Le futur micro-entrepreneur, avant de se lancer dans les démarches d’obtention de cette aide à la création d’entreprise, doit être inscrit à Pôle Emploi et percevoir impérativement l’aide au retour à l’emploi (ARE). Dès lors, deux possibilités s’offrent à lui :

  • Le versement d’un capital qui correspond à une partie de ses droits restants : c’est le dispositif de l’ Aide à la Reprise ou à la Création d’Entreprise (ARCE),
  • Le maintien des allocations (ARE) qui viennent en complément du revenu issu de l’activité indépendante créée

I. Le dispositif de l’ARCE pour le micro-entrepreneur

Le bénéficiaire de l’ARCE

Les conditions d’attribution de l’ARCE

Afin de pouvoir bénéficier du dispositif de l’ARCE, le micro-entrepreneur doit avoir demandé et obtenu l’Aide aux Chômeurs Créateurs ou Repreneurs d’Entreprise (ACCRE).L’ARCE ne peut être attribuée qu’une seule fois par ouverture des droits à l’ARE. Elle ne peut pas se cumuler avec le maintien de l’ARE.

Le montant et le versement de l’ARCE

Depuis le 1er avril 2015 le montant de l’ARCE est égal à 45% du solde des allocations :

  • soit au jour de la création de la micro-entreprise,
  • soit à la date d’obtention de l’ACCRE si celle-ci est postérieure à celle de la création de la micro-entreprise.

Le taux de 45% est une baisse temporaire pour une durée de 2 ans à compter du 1er avril 2015.

Avant le 1er avril 2017, « Ce dispositif fera l’objet d’une évaluation sur la base de laquelle il pourra être réformé, notamment pour mieux cibler les bénéficiaires et répondre plus efficacement à leurs projets de reprise et de création d’entreprise. Sera notamment examinée la possibilité de mobiliser le compte personnel de formation dans le but de favoriser les projets de reprise et de création d’entreprise » Avenant n°2 du 25 mars 2015 portant modification de la convention du 14 mai 2014 relative à l’indemnisation du chômage.
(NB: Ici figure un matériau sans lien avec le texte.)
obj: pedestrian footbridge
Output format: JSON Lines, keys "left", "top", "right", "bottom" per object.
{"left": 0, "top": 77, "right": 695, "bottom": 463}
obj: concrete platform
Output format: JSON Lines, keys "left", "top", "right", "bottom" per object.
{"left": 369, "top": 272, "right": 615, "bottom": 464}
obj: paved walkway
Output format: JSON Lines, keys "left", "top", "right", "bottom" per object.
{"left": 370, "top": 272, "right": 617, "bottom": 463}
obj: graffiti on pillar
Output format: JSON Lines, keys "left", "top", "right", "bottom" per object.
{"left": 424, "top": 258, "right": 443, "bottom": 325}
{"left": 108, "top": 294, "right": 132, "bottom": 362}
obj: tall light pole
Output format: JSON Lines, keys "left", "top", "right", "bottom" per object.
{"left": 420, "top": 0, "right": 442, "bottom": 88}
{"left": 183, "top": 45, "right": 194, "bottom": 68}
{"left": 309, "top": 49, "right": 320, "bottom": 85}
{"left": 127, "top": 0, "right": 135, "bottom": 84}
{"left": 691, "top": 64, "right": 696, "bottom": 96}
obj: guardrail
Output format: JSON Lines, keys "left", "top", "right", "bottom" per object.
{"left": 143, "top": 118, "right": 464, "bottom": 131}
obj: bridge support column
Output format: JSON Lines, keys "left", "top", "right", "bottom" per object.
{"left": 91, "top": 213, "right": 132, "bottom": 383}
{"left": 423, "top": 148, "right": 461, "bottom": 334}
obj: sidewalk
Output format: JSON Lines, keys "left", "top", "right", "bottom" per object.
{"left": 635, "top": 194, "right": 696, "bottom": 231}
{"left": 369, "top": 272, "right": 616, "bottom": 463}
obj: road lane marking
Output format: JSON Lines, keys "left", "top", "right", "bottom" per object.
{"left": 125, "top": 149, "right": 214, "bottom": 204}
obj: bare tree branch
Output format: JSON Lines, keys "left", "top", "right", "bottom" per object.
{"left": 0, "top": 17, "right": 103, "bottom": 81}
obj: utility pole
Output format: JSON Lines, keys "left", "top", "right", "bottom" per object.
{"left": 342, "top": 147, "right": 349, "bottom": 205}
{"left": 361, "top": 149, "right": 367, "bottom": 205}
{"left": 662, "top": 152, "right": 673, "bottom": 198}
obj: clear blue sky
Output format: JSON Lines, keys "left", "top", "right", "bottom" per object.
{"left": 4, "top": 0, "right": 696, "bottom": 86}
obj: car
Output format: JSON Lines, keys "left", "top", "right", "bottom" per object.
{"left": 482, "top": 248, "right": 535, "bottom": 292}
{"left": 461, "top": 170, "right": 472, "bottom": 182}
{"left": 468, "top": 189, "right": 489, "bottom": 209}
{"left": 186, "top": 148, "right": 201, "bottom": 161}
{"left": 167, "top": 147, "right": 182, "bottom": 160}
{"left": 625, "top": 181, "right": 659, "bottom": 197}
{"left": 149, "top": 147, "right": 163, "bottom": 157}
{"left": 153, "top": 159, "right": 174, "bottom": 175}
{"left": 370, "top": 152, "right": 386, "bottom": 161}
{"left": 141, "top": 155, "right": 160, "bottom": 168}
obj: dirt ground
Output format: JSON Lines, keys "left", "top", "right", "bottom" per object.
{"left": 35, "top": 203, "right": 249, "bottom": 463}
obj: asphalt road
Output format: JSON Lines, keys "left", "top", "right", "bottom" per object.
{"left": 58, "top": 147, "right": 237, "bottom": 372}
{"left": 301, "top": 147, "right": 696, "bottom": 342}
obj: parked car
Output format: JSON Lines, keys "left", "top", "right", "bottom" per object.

Le versement de l’ARCE s’effectue en deux fois de la manière suivante :

  • Un 1erversement égal à la moitié de l’aide calculée sur le montant des droits restant dès lors que le micro-entrepreneur sera en capacité de fournir l’attestation de bénéfice de l’ACCRE adressée par l’URSSAF (ou, à défaut d’une réponse dans le délai d’un mois suivant la date de demande de l’ACCRE, le récépissé de dépôt de cette demande délivré par le Centre de Formalités des Entreprises) et un justificatif de déclaration de l’activité au CFE.
  • Le solde égal à l’autre moitié de l’aide, six mois après la date de création de la micro-entreprise, si celle-ci est toujours en activité.

L’ ARCE que le micro-entrepreneur perçoit est-elle imposable ?

Oui. L’aide versée en deux fois, qui représente 45% des droits ouverts, est la somme des indemnités chômage dues à la date de la demande.

Les indemnités chômage sont imposables dans la catégorie des traitements et salaires (BOI-RSA-CHAMP-20-20-20131029).

Il se peut que les versements de l’ARCE interviennent à cheval sur deux années civiles. Dans ce cas, l’imposition de cette aide financière versée par Pôle Emploi sera étalée sur deux périodes.

Par exemple, si le 1er versement intervient en octobre 2016, celui-ci sera à reporter dans la déclaration de revenus 2017 (revenus 2016). Le deuxième versement intervenant en 2017, il sera donc à reporter dans la déclaration de revenus 2018 (revenus 2017).

Démarches pour la mise en place du dispositif de l’ARCE

Dans un premier temps, le futur micro-entrepreneur doit informer Pôle Emploi de l’existence d’un projet de création d’activité indépendante. Il sera alors inscrit dans un projet personnalisé d’accès à l’emploi (parcours spécifique à la création d’entreprise. Après la finalisation de l’étude de faisabilité et l’accord de Pôle Emploi sur la mise en place de l’ARCE, le créateur devra déposer :

  • la demande d’ACCRE (établissement du formulaire correspondant) simultanément à sa demande de création d’activité auprès du CFE compétent (CMA, CCI ou URSSAF),
  • le formulaire de demande d’aide à la création/reprise d’entreprise auprès de l’agence Pôle Emploi de rattachement.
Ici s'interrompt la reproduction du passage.